Limbo: Blue-Collar Roots, White-Collar Dreams | Literary Arts | Pittsburgh | Pittsburgh City Paper

Limbo: Blue-Collar Roots, White-Collar Dreams

By Alfred Lubrano
John Wiley & Sons, Inc., 248 pp., $27.95 (cloth)



Alfred Lubrano's Limbo: Blue-Collar Roots, White-Collar Dreams is engrossing, disarming and even entertaining, but I had to read it slowly. The book tapped so much unexamined emotional ambivalence -- I'm also one of those blue-collar kids with a nice college degree -- that I could handle only one chapter's worth of insight at a time.


The American Dream is a matter of national faith, but it can be heart-wrenching for those who take it at face value. Let's say you can make a little progress: What does social mobility feel like? Most of our Virgils are problematic. From the shallow memoirs of moneybags like Wal-Mart's Sam Walton to the outsized autobiography of larger-than-life Bill Clinton, to General Motors refugee Michael Moore skittering defiantly from Flint, Mich., to Washington, D.C., in Fahrenheit 9/11, a lot of prominent achievers from humble backgrounds are unreliable narrators.

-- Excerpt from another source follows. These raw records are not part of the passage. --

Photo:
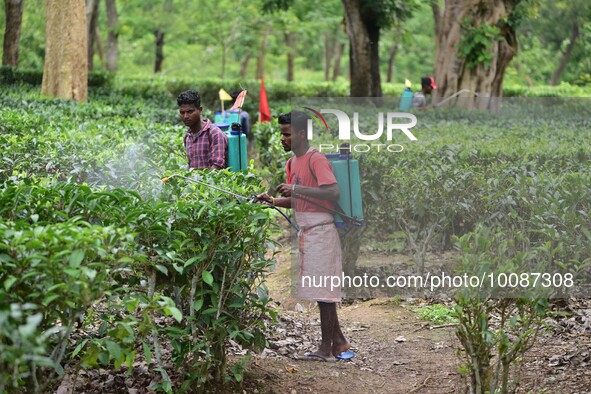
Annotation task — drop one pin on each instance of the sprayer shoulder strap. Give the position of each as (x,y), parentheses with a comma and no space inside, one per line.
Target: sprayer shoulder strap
(336,205)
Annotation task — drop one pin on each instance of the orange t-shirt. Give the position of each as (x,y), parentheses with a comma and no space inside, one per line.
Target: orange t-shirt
(298,173)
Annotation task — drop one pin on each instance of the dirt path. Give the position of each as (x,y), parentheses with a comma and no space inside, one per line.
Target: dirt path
(396,352)
(399,353)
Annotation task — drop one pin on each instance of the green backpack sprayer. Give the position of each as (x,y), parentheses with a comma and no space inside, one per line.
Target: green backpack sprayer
(236,156)
(347,211)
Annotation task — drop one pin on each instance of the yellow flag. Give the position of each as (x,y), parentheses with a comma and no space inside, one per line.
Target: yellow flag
(224,96)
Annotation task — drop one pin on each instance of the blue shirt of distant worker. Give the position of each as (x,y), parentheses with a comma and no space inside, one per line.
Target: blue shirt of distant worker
(419,100)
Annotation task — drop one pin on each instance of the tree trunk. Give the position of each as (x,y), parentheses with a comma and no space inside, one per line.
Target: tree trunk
(376,79)
(328,50)
(112,36)
(452,74)
(364,55)
(91,20)
(290,56)
(244,64)
(261,59)
(566,55)
(391,58)
(159,40)
(99,47)
(336,68)
(65,72)
(12,31)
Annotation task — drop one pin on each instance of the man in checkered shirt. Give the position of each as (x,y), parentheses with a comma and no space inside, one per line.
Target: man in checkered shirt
(205,143)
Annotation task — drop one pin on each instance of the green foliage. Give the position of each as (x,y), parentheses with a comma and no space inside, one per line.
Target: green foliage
(476,43)
(175,263)
(492,350)
(11,75)
(437,313)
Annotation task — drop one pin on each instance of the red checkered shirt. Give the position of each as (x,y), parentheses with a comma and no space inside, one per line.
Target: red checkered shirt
(208,148)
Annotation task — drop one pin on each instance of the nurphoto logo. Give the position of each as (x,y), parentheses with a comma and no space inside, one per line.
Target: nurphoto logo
(392,121)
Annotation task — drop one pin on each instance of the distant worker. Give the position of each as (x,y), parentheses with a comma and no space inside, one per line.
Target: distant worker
(206,144)
(244,117)
(419,101)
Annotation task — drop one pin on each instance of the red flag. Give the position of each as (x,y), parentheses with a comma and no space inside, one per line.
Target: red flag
(239,100)
(264,112)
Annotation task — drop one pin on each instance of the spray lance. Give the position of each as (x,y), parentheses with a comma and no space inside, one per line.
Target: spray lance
(252,199)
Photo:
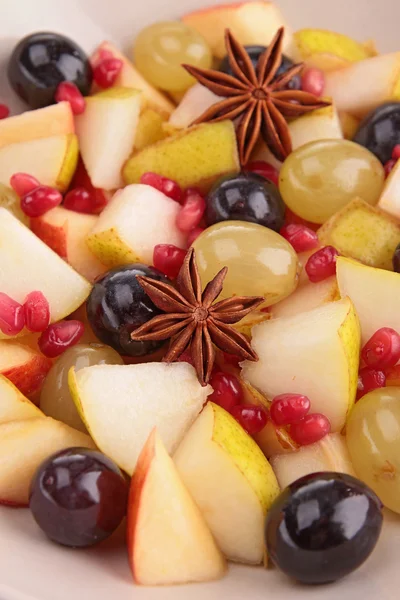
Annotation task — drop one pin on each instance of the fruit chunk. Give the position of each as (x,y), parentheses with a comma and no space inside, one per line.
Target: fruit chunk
(138,218)
(24,445)
(27,265)
(210,151)
(314,353)
(161,508)
(230,480)
(362,232)
(120,405)
(106,133)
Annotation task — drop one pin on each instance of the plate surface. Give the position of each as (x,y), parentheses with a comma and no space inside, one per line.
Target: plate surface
(31,568)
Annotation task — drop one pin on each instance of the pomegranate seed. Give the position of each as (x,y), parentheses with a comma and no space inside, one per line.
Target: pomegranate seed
(300,237)
(40,201)
(261,167)
(311,429)
(289,409)
(369,380)
(68,92)
(60,336)
(322,264)
(227,390)
(106,72)
(12,318)
(313,81)
(37,312)
(22,183)
(168,259)
(192,212)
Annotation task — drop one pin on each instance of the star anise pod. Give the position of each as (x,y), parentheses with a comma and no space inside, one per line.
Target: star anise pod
(192,321)
(254,96)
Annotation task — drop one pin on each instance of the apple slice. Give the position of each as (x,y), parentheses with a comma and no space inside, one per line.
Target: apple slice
(28,265)
(315,353)
(168,539)
(120,405)
(138,218)
(24,445)
(106,133)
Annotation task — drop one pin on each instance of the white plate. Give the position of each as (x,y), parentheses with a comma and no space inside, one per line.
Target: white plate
(31,568)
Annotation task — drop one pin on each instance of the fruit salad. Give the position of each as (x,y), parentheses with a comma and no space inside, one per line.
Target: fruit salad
(200,251)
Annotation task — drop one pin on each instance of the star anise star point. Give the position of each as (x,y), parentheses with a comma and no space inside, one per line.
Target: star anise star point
(258,99)
(193,319)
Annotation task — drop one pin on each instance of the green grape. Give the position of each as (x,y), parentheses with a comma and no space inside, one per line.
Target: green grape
(260,262)
(373,439)
(320,178)
(161,49)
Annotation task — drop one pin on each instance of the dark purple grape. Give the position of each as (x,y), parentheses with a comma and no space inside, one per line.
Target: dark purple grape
(117,305)
(322,527)
(41,61)
(78,497)
(245,197)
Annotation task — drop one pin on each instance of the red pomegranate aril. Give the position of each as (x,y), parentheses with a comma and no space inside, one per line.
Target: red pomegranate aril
(60,336)
(309,430)
(22,183)
(227,390)
(322,264)
(37,312)
(168,259)
(106,72)
(289,409)
(68,92)
(40,201)
(300,237)
(12,317)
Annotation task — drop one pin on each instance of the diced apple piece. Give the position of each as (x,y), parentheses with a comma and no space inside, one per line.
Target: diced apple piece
(121,404)
(168,539)
(329,454)
(106,133)
(65,232)
(362,232)
(365,85)
(253,23)
(27,265)
(24,445)
(314,353)
(209,151)
(138,218)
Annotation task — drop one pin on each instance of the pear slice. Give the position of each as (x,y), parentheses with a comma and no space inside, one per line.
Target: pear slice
(106,133)
(230,480)
(121,404)
(168,539)
(138,218)
(315,353)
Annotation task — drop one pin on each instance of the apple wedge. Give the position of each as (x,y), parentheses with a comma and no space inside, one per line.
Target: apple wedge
(167,537)
(106,132)
(120,405)
(24,445)
(138,218)
(315,353)
(27,265)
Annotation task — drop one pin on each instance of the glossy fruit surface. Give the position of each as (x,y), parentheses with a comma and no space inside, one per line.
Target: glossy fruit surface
(380,130)
(162,48)
(117,305)
(55,397)
(373,439)
(78,497)
(41,61)
(245,197)
(321,177)
(260,262)
(322,527)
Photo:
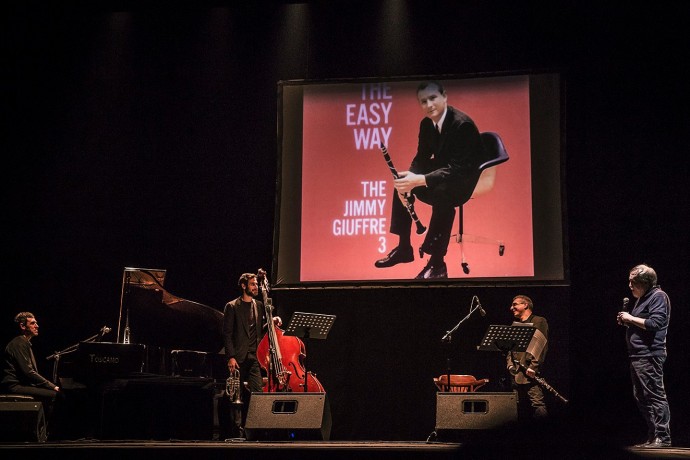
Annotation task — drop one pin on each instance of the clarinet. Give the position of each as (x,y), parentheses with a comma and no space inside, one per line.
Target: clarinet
(409,198)
(542,382)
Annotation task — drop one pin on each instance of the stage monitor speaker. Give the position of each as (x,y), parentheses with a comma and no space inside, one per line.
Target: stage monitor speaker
(475,410)
(288,417)
(22,421)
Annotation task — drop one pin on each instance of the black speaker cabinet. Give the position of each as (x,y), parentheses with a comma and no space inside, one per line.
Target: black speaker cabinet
(475,411)
(22,421)
(289,416)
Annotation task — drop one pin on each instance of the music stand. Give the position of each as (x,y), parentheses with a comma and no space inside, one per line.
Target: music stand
(518,337)
(309,326)
(504,338)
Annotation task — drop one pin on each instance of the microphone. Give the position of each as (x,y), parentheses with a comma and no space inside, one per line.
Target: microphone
(625,308)
(479,306)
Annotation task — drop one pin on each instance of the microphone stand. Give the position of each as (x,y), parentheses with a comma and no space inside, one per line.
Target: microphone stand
(72,348)
(448,338)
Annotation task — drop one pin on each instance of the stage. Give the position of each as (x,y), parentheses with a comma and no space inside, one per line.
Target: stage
(207,450)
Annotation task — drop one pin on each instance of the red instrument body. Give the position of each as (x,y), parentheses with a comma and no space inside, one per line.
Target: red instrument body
(292,352)
(281,356)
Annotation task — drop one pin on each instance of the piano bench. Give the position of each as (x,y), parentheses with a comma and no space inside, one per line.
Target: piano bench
(22,418)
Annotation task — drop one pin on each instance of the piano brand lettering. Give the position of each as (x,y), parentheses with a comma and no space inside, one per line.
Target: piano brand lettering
(94,358)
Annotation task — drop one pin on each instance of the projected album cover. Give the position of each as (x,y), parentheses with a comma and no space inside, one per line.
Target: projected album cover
(346,186)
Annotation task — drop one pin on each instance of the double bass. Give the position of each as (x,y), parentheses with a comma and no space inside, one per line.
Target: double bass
(281,356)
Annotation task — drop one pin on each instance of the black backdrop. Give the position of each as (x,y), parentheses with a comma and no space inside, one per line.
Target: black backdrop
(146,137)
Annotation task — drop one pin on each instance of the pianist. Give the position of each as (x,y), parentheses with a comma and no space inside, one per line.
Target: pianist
(20,374)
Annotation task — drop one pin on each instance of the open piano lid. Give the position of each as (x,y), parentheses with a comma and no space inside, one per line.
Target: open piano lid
(158,318)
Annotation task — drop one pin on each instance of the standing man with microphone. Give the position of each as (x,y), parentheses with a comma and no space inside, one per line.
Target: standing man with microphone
(647,325)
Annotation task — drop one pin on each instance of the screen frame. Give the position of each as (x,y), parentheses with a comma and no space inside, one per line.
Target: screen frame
(548,190)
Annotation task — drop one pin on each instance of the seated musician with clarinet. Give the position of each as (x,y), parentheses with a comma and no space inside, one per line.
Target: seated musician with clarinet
(243,322)
(443,174)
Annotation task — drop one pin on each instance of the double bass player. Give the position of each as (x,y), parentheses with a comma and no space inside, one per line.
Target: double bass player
(243,329)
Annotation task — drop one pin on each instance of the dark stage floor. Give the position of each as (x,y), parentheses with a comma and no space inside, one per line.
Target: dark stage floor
(287,450)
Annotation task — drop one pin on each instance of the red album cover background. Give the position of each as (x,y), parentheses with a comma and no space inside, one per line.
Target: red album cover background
(347,186)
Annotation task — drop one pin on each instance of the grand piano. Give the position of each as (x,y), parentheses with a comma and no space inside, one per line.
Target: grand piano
(161,379)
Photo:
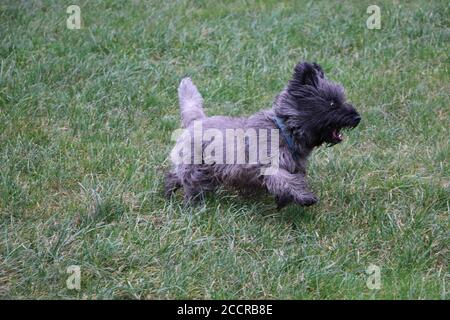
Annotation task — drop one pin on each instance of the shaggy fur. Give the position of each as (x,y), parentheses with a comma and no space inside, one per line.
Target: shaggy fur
(313,110)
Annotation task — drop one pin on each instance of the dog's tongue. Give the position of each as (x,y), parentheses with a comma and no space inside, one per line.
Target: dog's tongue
(337,135)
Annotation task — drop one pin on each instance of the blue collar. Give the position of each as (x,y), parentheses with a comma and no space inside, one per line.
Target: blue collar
(287,137)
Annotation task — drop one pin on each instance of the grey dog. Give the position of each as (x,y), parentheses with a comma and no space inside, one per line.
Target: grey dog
(309,112)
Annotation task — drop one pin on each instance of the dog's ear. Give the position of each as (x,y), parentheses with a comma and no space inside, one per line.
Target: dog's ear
(319,69)
(306,73)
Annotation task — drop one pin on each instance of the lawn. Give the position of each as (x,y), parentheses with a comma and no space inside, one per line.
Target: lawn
(86,118)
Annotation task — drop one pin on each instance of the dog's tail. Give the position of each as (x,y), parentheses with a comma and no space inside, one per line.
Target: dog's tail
(191,102)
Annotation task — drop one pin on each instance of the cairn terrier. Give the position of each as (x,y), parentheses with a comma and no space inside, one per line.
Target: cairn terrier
(309,112)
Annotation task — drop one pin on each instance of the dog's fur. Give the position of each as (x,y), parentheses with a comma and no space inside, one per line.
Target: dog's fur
(313,110)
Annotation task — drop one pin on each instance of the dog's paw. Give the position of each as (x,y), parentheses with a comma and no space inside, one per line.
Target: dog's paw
(306,199)
(282,201)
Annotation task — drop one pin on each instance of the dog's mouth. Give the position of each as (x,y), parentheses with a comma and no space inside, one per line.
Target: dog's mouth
(335,136)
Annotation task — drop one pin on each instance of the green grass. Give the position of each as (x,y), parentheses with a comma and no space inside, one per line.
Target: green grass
(85,123)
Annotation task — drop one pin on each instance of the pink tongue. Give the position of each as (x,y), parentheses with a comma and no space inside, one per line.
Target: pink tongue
(337,135)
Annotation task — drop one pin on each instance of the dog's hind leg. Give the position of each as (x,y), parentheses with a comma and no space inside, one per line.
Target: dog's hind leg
(287,187)
(171,183)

Luckily, Limbo is neither somber sociology nor further mythmaking. Part memoir and part standard journalism (footnotes and all), the case is really made as Lubrano weaves together a chorus of more than 100 interviews with people he calls "Straddlers" -- first-generation college graduates from blue-collar homes. Though the book stands as good cultural commentary, we need it more as a handbook to the unanticipated identity crisis that many class crossovers experience.


Straddlers might have escaped the orbit of their working-class traditions, Lubrano writes, but they still have difficulty fitting in -- and fitting themselves in -- to a white-collar world that's not neutral turf, but instead woven from the cultural assumptions and values of the upper-middle class. It's a rude awakening when hard-earned meritocracy credentials -- degrees, good grades, hard work and one's own forthrightness -- don't matter nearly as much as what sociologists call "cultural capital": connections, diplomacy and a sense of "how things are done," possibly acquired from being read The New York Times in the womb. "In a sense," Lubrano writes, "limbo folk in white-collar America feel like a basketball team that's perpetually on the road, never playing before the home crowd and always dribbling on someone else's court."


Lubrano, a Philadelphia Inquirer reporter and NPR commentator (don't worry, he also worked at the New York Daily News), writes casually and compassionately, like a particularly wise childhood friend. Limbo also avoids the pitfalls of lunch-pail nostalgia, hard-times melodrama and scholarly constipation.


Nor is Limbo just about the upper and upper-middle classes being snobby: Lubrano doesn't shy from the reasons his Straddlers -- often Lisa Simpson types in school, like Bill Clinton the band nerd -- struggle to part with tradition in the first place. Among the working class, after all, "book-smart" is not a compliment. Some parents sabotage their children's strivings; others might drive their children to get the scholarships and college education they couldn't have, then be dismayed when college changes them.


Although Lubrano's Brooklyn bricklayer father hovers at the book's center, Lubrano covers the working-class spectrum, revealing important consistencies across race, geography and rural vs. urban environments. Women interviewees discuss how white-collar sexism differs from blue-collar sexism; meanwhile, blue-collar whites are noted as open racists while middle-class whites are sneaky discriminators. Likewise, as a writer himself, Lubrano acknowledges that intellectual elitism can be more intractable than economic obstacles: It's one thing for rags to become riches, but harder for rags to become a corner office at Random House.


As Lubrano notes, his book is a start. Many of his subjects like him grew up in the 1960s and '70s, but hopefully a sequel by Lubrano or a fellow Straddler will compare this batch of interviewees with the next generation.


When Lubrano -- and, 10 years earlier, my own parents -- were growing up, blue-collar work was still abundant, sometimes even decently paid, though you couldn't expect folding money. There seems to have been more hope in it: It might even have been worth your while to can tomatoes, or shop on double-coupon day.


The stakes seem higher now. Today's Straddlers often feel we literally can't go home again, even if we fail at our middle-classification, because there's few jobs in the mines, factories and farms; there's virtually no way to make a living as our parents did. Furthermore, given that tradition and authority are the unexamined bedrock of working-class families, what's it like when a parent's lifetime of practical knowledge -- sometimes handed down over generations -- becomes economically irrelevant? It seems like a huge break in the continuity of working-class communities.


Finally, just thinking about Lubrano's large cohort of Boomer Straddlers makes me fear there's fewer on the way. Lubrano's generation was the last to see income disparities diminish, the last to enjoy generous college aid from the government. Since the 1970s, the average real wages of mid- to low-income people have declined and college tuition has grown much faster than aid.


It is hard to balance between very different worlds, but it's also a privilege to lead two disparate American lives. Hopefully, we'll continue to allow this bittersweet achievement.